Pop culture obsessives writing for the pop culture obsessed.
Pop culture obsessives writing for the pop culture obsessed.

J.I. Baker: The Empty Glass

Celebrity and voyeurism go hand in hand. Americans treat famous actors and artists like people they know intimately, expecting information about their hobbies, families, and sex lives. Most interest in public figures’ lives crosses the boundaries of decency, but modern culture makes allowances for nosiness, especially when some of the stars are playing up their own trials and trysts to increase their fame. At this point, when does curiosity about an idol become unseemly?


J.I. Baker’s debut novel, The Empty Glass, is a perfect example of nosiness gone too far. It follows Ben Fitzgerald, an alcoholic underling in the Los Angeles Coroner’s Office, as he uncovers discrepancies surrounding the mysterious death of the most gossiped-about movie star of all time, Marilyn Monroe. After finding Monroe’s secret diary, Fitzgerald suspects foul play. As he attempts to make sense of her drug-addled scrawl, both the federal government and the Mafia take an interest in the information he has, which puts his family in jeopardy.

The Empty Glass reproduces parts of that diary, giving a fictional first-hand account of Monroe’s nadir of drug abuse and depression, and they provide clues to a conspiracy that led to her death. Unfortunately, The Empty Glass’ plot seems like a mere excuse for these diary snippets, making it less a mystery novel than a fictionalized tell-all from a long-dead movie star.

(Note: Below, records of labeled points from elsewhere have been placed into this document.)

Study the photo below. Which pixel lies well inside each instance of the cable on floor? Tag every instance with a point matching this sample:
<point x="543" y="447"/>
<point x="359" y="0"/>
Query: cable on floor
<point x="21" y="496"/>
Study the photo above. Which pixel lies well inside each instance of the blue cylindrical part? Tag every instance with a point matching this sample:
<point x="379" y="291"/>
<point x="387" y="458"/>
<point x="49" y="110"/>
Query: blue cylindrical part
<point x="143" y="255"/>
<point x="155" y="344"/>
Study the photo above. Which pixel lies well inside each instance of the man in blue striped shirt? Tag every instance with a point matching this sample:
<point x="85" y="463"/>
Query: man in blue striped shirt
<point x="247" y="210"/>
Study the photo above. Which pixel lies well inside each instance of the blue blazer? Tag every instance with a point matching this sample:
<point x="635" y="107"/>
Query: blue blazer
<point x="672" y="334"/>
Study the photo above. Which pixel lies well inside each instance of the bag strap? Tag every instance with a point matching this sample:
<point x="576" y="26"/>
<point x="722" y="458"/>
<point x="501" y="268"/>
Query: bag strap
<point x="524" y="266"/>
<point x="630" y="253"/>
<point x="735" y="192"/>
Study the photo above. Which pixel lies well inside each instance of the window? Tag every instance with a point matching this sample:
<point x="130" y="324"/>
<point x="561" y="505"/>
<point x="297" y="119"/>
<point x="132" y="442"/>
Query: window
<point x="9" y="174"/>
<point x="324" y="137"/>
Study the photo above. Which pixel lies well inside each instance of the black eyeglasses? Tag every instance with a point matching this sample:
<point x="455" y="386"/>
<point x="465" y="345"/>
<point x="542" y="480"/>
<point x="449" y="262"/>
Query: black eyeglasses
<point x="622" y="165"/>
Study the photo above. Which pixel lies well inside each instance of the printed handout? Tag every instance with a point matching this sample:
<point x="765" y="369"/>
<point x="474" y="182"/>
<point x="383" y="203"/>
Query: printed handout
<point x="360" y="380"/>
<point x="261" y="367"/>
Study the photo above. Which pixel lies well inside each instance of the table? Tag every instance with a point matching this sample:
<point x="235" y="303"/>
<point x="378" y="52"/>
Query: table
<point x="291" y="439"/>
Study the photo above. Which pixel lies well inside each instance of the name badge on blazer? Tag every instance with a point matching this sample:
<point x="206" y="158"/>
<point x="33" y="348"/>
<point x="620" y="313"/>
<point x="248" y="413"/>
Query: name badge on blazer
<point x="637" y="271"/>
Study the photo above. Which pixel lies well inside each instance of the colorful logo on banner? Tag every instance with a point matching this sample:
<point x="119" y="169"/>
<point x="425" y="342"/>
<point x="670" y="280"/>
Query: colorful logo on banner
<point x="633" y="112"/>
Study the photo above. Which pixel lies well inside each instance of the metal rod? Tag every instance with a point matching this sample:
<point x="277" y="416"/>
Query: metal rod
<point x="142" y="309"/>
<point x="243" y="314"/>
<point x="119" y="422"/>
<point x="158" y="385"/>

Monroe’s faux-diary sounds like it’s coming from a Monroe character, rather than from a self-destructing, drug-addicted woman near suicide. But that’s less of a problem than the novel’s use of her torrid last days as titillation. Instead of trying to understand Monroe psychologically, Baker spends time describing, her unsatisfying sex with Robert Kennedy. Suggesting her affair with the attorney general led to her death is an interesting hook, but rather than expanding on that theory, Baker lets the book run forward without stopping to fill in the details. Monroe and Kennedy are cardboard stand-ups in The Empty Glass—recognizable, but without a sense of character behind them. Ben suffers from a similar lack of characterization, but while that makes the book difficult to enjoy, it’s ultimately more forgivable: Ben’s sketchy quality is a mark of poor craftsmanship, but Baker isn’t insulting anybody’s memory by failing to provide motivations for his actions.

Worse by far is Baker’s treatment of real people. Kennedy is simply a villain, sexually impotent and willing to pull strings to silence Monroe when she starts to act out, but with no defined reasons for acting so atrociously. Similarly, readers are never privy to why Monroe is downing enormous amounts of sleeping pills and alcohol. Possibly Baker assumes there’s no reason to provide the basic details of Monroe’s emotional life, since it’s all been written about before. But in that case, why does The Empty Glass exist? Baker seems to be betting that Americans’ fascination with Monroe will mask how little work he does in capturing her as a human being. Instead of exploring who she was, he relies on the tawdry details of her last days, expanded by the sexual escapades he invents for her. It’s a shame, and it insults readers as much as it insults Monroe’s memory, since it assumes everyone is more interested in 50-year-old gossip than in a well-told story.